Ну так вот. Основная база, вокруг которой и осуществлял поездки Марк располагалась в Тунисе. Вначале их с шефом поездки были вполне понятны Марку. Все связано со снабжением. Война была в разгаре, линия фронта постоянно перемещалась. С одной стороны -итальянцы и немцы, с другой- американцы и англичане. Но потом Марк стал замечать, что план их поездок изменился. Они все чаще стали приезжать в окрестности Карфагена, старого разрушенного города на территории Туниса. Марк все гадал, зачем они туда приезжают.
– Карфаген, помню из школьного курса истории. Пунические войны, противостояние Рима и Карфагена. Великий полководец Ганнибал. В детстве книгу читал про это, – кивнул Сергей.
– Ну да. Я за всю свою жизнь можно сказать просчитал ВСЕ по этой теме. Скоро узнаешь, почем, – усмехнулся дед. – Ну так вот, продолжим. Марк рассказывал Отто, что его шеф начал все время твердить про Карфаген. Марк хочешь не хочешь, а запомнил многое. Тем более, шеф за столько лет совместных поездок доверял водителю. Тот у него был фактически адъютантом.
И шеф ему поведал, что на протяжении своей истории Карфаген был столицей финикийцев- древних гордых мореплавателей. Которые не знали равных себе по морскому ремеслу. Карфаген стал крупнейшим из держав Средиземноморья. После Пунических войн Карфаген был взят и разрушен римлянами, но затем отстроен и являлся важнейшим городом Римской империи в провинции Африка, крупным культурным, а затем и раннехристианским церковным центром. Но в истории нет ничего вечного, и вандалы захватили Карфаген, и он был столицей Вандальского королевства. Но после арабского завоевания вновь пришёл в забвение. Но память о мореплавателях Средиземноморья не ушла в века. В 1831 году в Париже было открыто общество по изучению Карфагена. С 1874 года раскопки Карфагена велись под руководством французской Академии надписей.
В общем слушал это все Марк и не понимал, зачем эти поездки, когда война в разгаре.

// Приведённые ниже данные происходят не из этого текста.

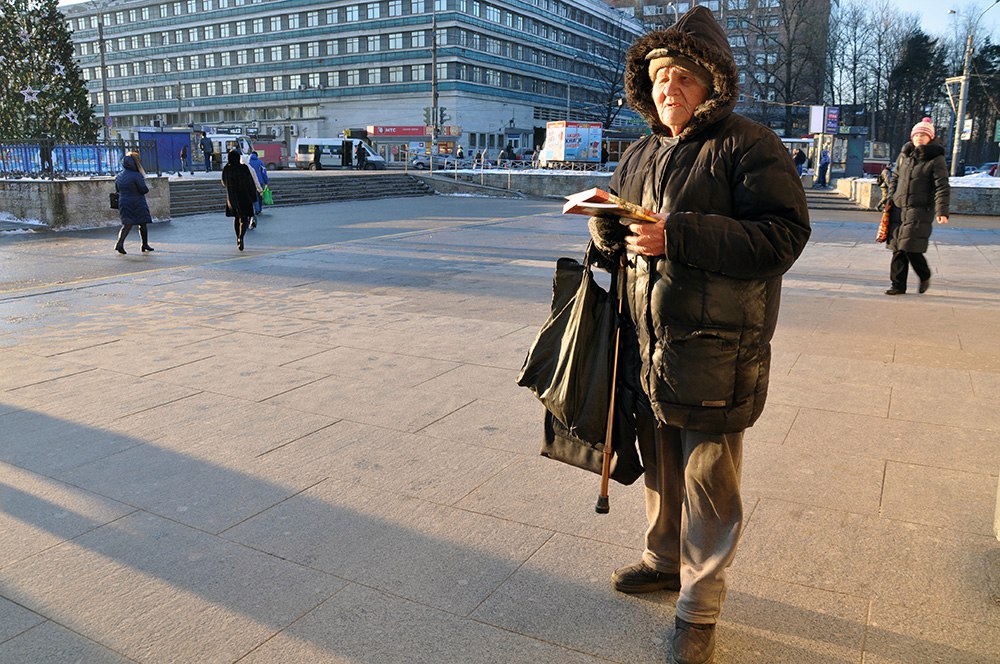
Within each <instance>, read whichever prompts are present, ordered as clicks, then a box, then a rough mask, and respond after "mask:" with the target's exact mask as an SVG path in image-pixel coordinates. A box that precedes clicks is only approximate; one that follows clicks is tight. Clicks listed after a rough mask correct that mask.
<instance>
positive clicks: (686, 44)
mask: <svg viewBox="0 0 1000 664" xmlns="http://www.w3.org/2000/svg"><path fill="white" fill-rule="evenodd" d="M626 59H627V62H626V81H625V86H626V92H627V94H628V98H629V103H630V105H631V106H632V108H633V109H635V110H636V111H637V112H639V113H640V114H642V115H643V117H644V118H645V119H646V121H647V122H648V123H649V126H650V128H651V129H652V134H651V135H650V136H646V137H644V138H642V139H641V140H639V141H637V142H636V143H634V144H633V145H632V146H630V147H629V149H628V150H627V151H626V152H625V154H624V155H622V158H621V161H620V162H619V165H618V167H617V169H616V170H615V173H614V176H613V177H612V179H611V183H610V188H611V189H612V190H613V191H614V193H616V194H618V195H619V196H621V197H623V198H625V199H627V200H631V201H634V202H636V203H640V204H641V205H643V206H644V207H646V208H649V209H651V210H655V211H657V212H658V214H657V218H658V219H659V220H660V221H658V222H657V223H655V224H654V223H633V224H631V225H630V226H627V227H626V226H624V225H622V224H621V223H620V222H619V221H618V220H617V219H607V218H597V217H594V218H591V220H590V230H591V235H592V236H593V238H594V241H595V247H596V248H597V250H598V252H599V253H600V254H601V256H600V258H603V259H605V262H604V265H605V267H608V268H609V269H616V267H615V266H617V265H619V264H620V261H622V260H624V263H625V269H626V273H627V283H628V288H627V292H628V295H627V304H628V306H629V310H630V311H631V314H632V317H633V319H634V321H635V325H636V333H637V335H638V343H639V349H640V353H641V358H642V362H641V367H640V368H639V371H640V375H639V376H638V382H639V384H641V385H642V388H643V391H644V393H645V395H646V396H647V397H648V399H649V401H648V403H645V404H640V406H639V408H638V410H639V412H638V413H637V414H636V415H637V424H638V427H637V428H638V431H639V444H640V449H641V451H642V455H643V464H644V466H645V467H646V473H645V478H644V479H645V495H646V516H647V520H648V523H649V527H648V530H647V531H646V536H645V547H644V551H643V555H642V560H641V561H640V562H638V563H636V564H634V565H631V566H629V567H623V568H622V569H619V570H617V571H615V572H614V574H613V575H612V577H611V579H612V584H613V586H614V588H615V589H616V590H618V591H620V592H624V593H644V592H652V591H658V590H670V591H679V595H678V598H677V608H676V622H675V628H674V632H673V635H672V637H671V639H670V642H671V648H670V660H669V661H671V662H676V663H678V664H692V663H703V662H708V661H710V660H711V658H712V654H713V652H714V649H715V623H716V621H717V620H718V618H719V615H720V612H721V610H722V602H723V599H724V598H725V594H726V581H725V571H726V568H727V567H728V566H729V564H730V562H731V561H732V560H733V556H734V555H735V553H736V545H737V542H738V540H739V537H740V531H741V528H742V522H743V505H742V500H741V498H740V465H741V460H742V442H743V431H744V430H745V429H746V428H747V427H749V426H751V425H752V424H753V423H754V422H755V421H756V420H757V418H758V417H759V416H760V414H761V411H762V409H763V407H764V398H765V395H766V393H767V378H768V368H769V364H770V339H771V336H772V334H773V332H774V326H775V322H776V320H777V317H778V300H779V294H780V290H781V275H782V274H783V273H784V272H786V271H787V270H788V269H789V268H790V267H791V265H792V263H793V262H794V261H795V259H796V258H798V256H799V254H800V253H801V252H802V249H803V248H804V247H805V244H806V241H807V240H808V238H809V234H810V229H809V219H808V211H807V209H806V200H805V194H804V192H803V190H802V184H801V180H800V179H799V177H798V175H797V174H796V170H795V166H794V164H793V163H792V160H791V157H790V156H789V155H788V152H787V151H786V150H785V149H784V147H783V146H782V144H781V142H780V140H779V139H778V137H777V136H776V135H775V134H774V132H772V131H771V130H770V129H768V128H766V127H763V126H761V125H758V124H756V123H754V122H751V121H749V120H747V119H746V118H743V117H740V116H739V115H736V114H735V113H733V107H734V106H735V103H736V97H737V94H738V92H739V86H738V78H737V72H736V64H735V62H734V60H733V55H732V51H731V50H730V48H729V44H728V42H727V39H726V35H725V33H724V32H723V30H722V29H721V27H720V26H719V25H718V23H716V21H715V19H714V18H713V17H712V14H711V12H710V11H709V10H708V9H706V8H705V7H695V8H694V9H692V10H691V11H689V12H688V13H686V14H685V15H684V16H683V17H682V18H681V19H680V21H678V22H677V23H676V24H675V25H674V26H673V27H671V28H670V29H667V30H661V31H657V32H652V33H649V34H647V35H645V36H643V37H641V38H640V39H639V40H638V41H637V42H636V43H635V44H634V45H633V46H632V47H631V48H630V49H629V52H628V54H627V56H626Z"/></svg>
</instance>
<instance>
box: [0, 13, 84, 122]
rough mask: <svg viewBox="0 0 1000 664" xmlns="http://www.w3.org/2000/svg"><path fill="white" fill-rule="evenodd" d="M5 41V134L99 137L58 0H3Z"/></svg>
mask: <svg viewBox="0 0 1000 664" xmlns="http://www.w3.org/2000/svg"><path fill="white" fill-rule="evenodd" d="M0 44H3V50H2V51H0V70H2V71H3V76H2V77H0V139H7V140H27V139H34V138H39V137H42V136H50V137H52V138H54V139H56V140H58V141H77V142H78V141H91V140H94V139H95V138H96V137H97V129H98V126H97V122H96V121H95V119H94V111H93V108H92V107H91V106H90V101H89V98H88V95H87V88H86V85H85V84H84V81H83V76H82V74H81V72H80V67H79V66H78V65H77V63H76V61H75V60H74V59H73V41H72V39H71V38H70V32H69V28H67V26H66V19H65V17H64V16H63V15H62V14H61V13H60V12H59V9H58V0H0Z"/></svg>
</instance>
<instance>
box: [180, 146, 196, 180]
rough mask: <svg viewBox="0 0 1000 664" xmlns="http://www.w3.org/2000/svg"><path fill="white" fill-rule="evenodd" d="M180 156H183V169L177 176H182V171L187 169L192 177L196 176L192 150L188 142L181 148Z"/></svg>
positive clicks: (181, 161) (182, 169) (182, 157)
mask: <svg viewBox="0 0 1000 664" xmlns="http://www.w3.org/2000/svg"><path fill="white" fill-rule="evenodd" d="M180 156H181V168H180V170H179V171H177V175H180V174H181V171H183V170H184V169H185V168H186V169H187V170H188V172H189V173H191V175H194V168H193V167H192V166H191V150H190V146H189V145H188V144H187V142H185V143H184V145H182V146H181V155H180Z"/></svg>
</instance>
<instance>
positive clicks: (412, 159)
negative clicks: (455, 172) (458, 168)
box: [410, 154, 472, 170]
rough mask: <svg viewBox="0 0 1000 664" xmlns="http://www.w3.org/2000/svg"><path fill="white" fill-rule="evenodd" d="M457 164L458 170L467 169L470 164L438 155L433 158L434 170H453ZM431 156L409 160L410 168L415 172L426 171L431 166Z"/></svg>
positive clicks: (466, 159) (440, 155) (424, 155)
mask: <svg viewBox="0 0 1000 664" xmlns="http://www.w3.org/2000/svg"><path fill="white" fill-rule="evenodd" d="M456 161H457V162H458V167H459V168H469V166H470V165H471V164H472V162H471V161H470V160H468V159H458V160H456V159H455V157H453V156H452V155H444V154H439V155H435V156H434V168H442V169H448V168H455V163H456ZM430 165H431V156H430V155H429V154H418V155H417V156H416V157H414V158H413V159H411V160H410V168H416V169H417V170H427V169H429V168H430V167H431V166H430Z"/></svg>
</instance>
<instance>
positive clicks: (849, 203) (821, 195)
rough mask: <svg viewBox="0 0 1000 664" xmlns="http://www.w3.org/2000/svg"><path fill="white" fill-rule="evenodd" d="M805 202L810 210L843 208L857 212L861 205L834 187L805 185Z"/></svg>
mask: <svg viewBox="0 0 1000 664" xmlns="http://www.w3.org/2000/svg"><path fill="white" fill-rule="evenodd" d="M806 203H808V205H809V209H810V210H844V211H848V212H857V211H858V210H864V208H863V207H861V206H860V205H858V204H857V203H855V202H854V201H852V200H851V199H850V198H848V197H847V196H844V195H843V194H841V193H839V192H838V191H837V190H836V189H811V188H809V187H806Z"/></svg>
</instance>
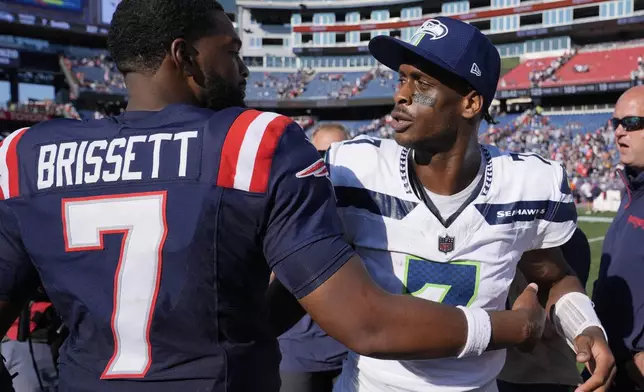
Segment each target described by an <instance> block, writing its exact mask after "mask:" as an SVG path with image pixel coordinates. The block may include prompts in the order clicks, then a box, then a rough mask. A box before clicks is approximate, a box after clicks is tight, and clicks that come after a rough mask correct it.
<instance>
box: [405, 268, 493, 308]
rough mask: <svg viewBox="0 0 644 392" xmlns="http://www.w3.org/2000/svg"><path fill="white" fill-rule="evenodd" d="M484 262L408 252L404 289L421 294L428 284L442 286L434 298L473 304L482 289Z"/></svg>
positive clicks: (460, 304) (412, 292)
mask: <svg viewBox="0 0 644 392" xmlns="http://www.w3.org/2000/svg"><path fill="white" fill-rule="evenodd" d="M480 270H481V263H480V262H478V261H452V262H449V263H439V262H436V261H429V260H423V259H419V258H415V257H412V256H407V260H406V262H405V272H404V280H403V293H404V294H410V295H413V296H421V295H422V293H423V292H425V291H426V290H427V289H428V288H430V287H432V288H438V289H440V290H442V294H441V295H440V297H439V298H435V299H433V300H434V301H436V302H440V303H443V304H447V305H452V306H470V305H471V304H472V303H473V302H474V300H475V299H476V297H477V295H478V291H479V281H480Z"/></svg>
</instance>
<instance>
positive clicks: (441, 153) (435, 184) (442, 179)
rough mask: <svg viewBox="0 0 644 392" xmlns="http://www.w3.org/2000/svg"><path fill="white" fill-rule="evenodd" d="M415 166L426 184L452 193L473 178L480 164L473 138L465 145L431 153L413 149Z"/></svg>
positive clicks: (421, 177)
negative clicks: (437, 151)
mask: <svg viewBox="0 0 644 392" xmlns="http://www.w3.org/2000/svg"><path fill="white" fill-rule="evenodd" d="M415 155H416V158H415V159H414V168H415V170H416V174H417V175H418V178H419V180H420V182H421V183H422V184H423V186H424V187H425V188H427V189H428V190H430V191H431V192H433V193H436V194H439V195H446V196H448V195H454V194H456V193H458V192H460V191H462V190H463V189H465V188H467V186H468V185H470V184H471V183H472V181H474V178H476V175H477V173H478V171H479V168H480V166H481V152H480V149H479V144H478V142H477V141H476V139H473V141H472V142H470V143H469V144H468V145H467V146H465V147H461V148H460V149H459V148H454V149H452V150H451V151H448V152H445V153H438V154H433V155H431V158H427V156H428V155H429V154H427V153H424V152H422V151H415Z"/></svg>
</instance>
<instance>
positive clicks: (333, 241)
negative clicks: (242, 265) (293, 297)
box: [273, 236, 355, 299]
mask: <svg viewBox="0 0 644 392" xmlns="http://www.w3.org/2000/svg"><path fill="white" fill-rule="evenodd" d="M354 255H355V252H354V251H353V249H352V248H351V247H350V246H349V245H348V244H347V243H346V241H345V240H344V239H343V238H342V237H341V236H332V237H326V238H321V239H319V240H317V241H314V242H311V243H308V244H306V245H304V246H303V247H301V248H299V249H297V250H296V251H294V252H291V253H290V254H289V255H288V256H287V257H285V258H284V259H282V260H281V261H280V262H279V263H277V264H276V265H275V266H274V267H273V271H274V272H275V274H276V275H277V278H278V279H279V280H280V282H281V283H282V284H283V285H284V287H286V288H287V289H288V290H289V291H290V292H291V293H292V294H293V295H294V296H295V297H296V298H297V299H301V298H303V297H306V296H307V295H309V294H310V293H311V292H313V291H314V290H315V289H317V288H318V287H320V286H321V285H322V284H323V283H324V282H326V280H327V279H329V278H330V277H331V276H332V275H333V274H334V273H336V271H338V270H339V269H340V268H341V267H342V266H343V265H344V264H345V263H346V262H347V261H349V259H350V258H351V257H353V256H354Z"/></svg>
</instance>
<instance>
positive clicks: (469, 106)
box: [462, 91, 483, 120]
mask: <svg viewBox="0 0 644 392" xmlns="http://www.w3.org/2000/svg"><path fill="white" fill-rule="evenodd" d="M482 109H483V96H482V95H481V94H479V93H478V92H476V91H470V92H469V93H468V94H467V95H466V96H465V97H464V98H463V114H462V115H463V117H464V118H466V119H468V120H470V119H472V118H474V117H476V115H478V114H479V113H480V112H481V110H482Z"/></svg>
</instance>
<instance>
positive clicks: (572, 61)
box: [542, 47, 644, 87]
mask: <svg viewBox="0 0 644 392" xmlns="http://www.w3.org/2000/svg"><path fill="white" fill-rule="evenodd" d="M642 55H644V47H635V48H624V49H612V50H604V51H589V52H580V53H578V54H577V55H576V56H575V57H574V58H573V59H572V60H571V61H569V62H568V63H567V64H566V65H564V66H563V67H561V69H559V71H557V73H556V75H557V81H556V82H553V81H546V82H543V84H542V87H549V86H561V85H570V84H591V83H605V82H621V81H628V80H630V78H631V72H632V71H633V70H634V69H635V68H636V67H637V57H638V56H642ZM575 66H588V71H587V72H577V71H576V70H575Z"/></svg>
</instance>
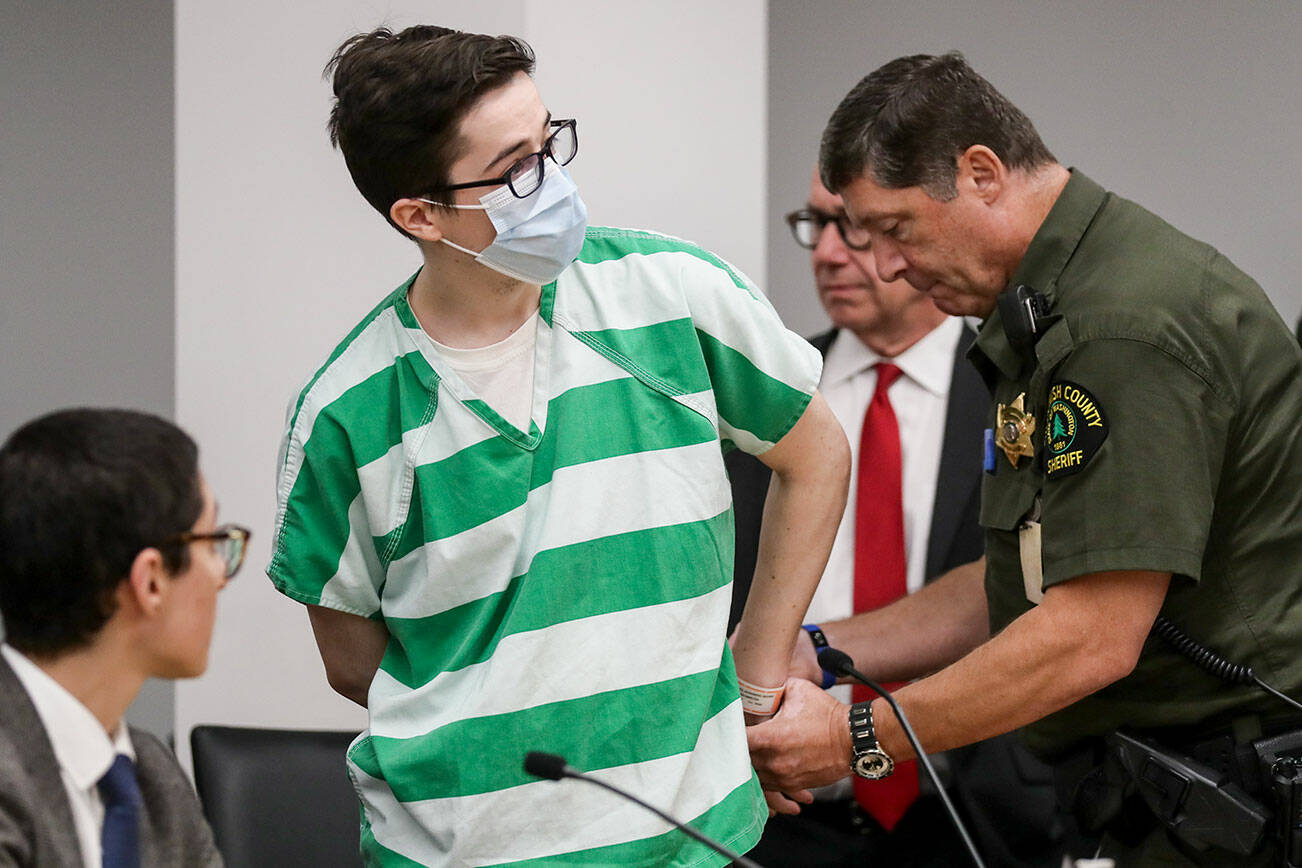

А потом в один из дней они приехали в окрестности Карфагена, и Марк увидел, что там целый небольшой лагерь, кругом палатки, ведутся какие-то раскопки. Но он особой любопытностью не отличался, не стал вдаваться в подробности. Копают и копают, ему дела нет. В тот день они остались ночевать в этом лагере. Что уже было необычно. Марк решил, что шеф просто хочет закутить со своими новыми знакомыми. К удивлению, он увидел, что среди тех, кто вел раскопки появляются и наблюдают за процессом люди в военной форме вермахта. Его это поразило, и он стал внимательнее наблюдать за тем, что происходит в лагере.
Поскольку он все описывал в дневнике, он решил еще делать зарисовки всего что он видел. Я сам дневник видел мельком, но качество рисунков меня удивило. У Марка явно был талант. Так вот, попойка все же состоялась. Марк скучал в одной из палаток, а офицеры с его шефом изрядно набрались. От нечего делать Марк решил пройтись по территории раскопок. Там он увидел, что группа сильно выпивших офицеров вместе с шефом горланят «Песню о пашем товарище», довольно популярную песню вермахта в те военные годы. Ее пели и после войны среди офицером и солдат. И его шеф. А! вспомнил, Генрих его звали, точно, – просиял дед. – Генрих!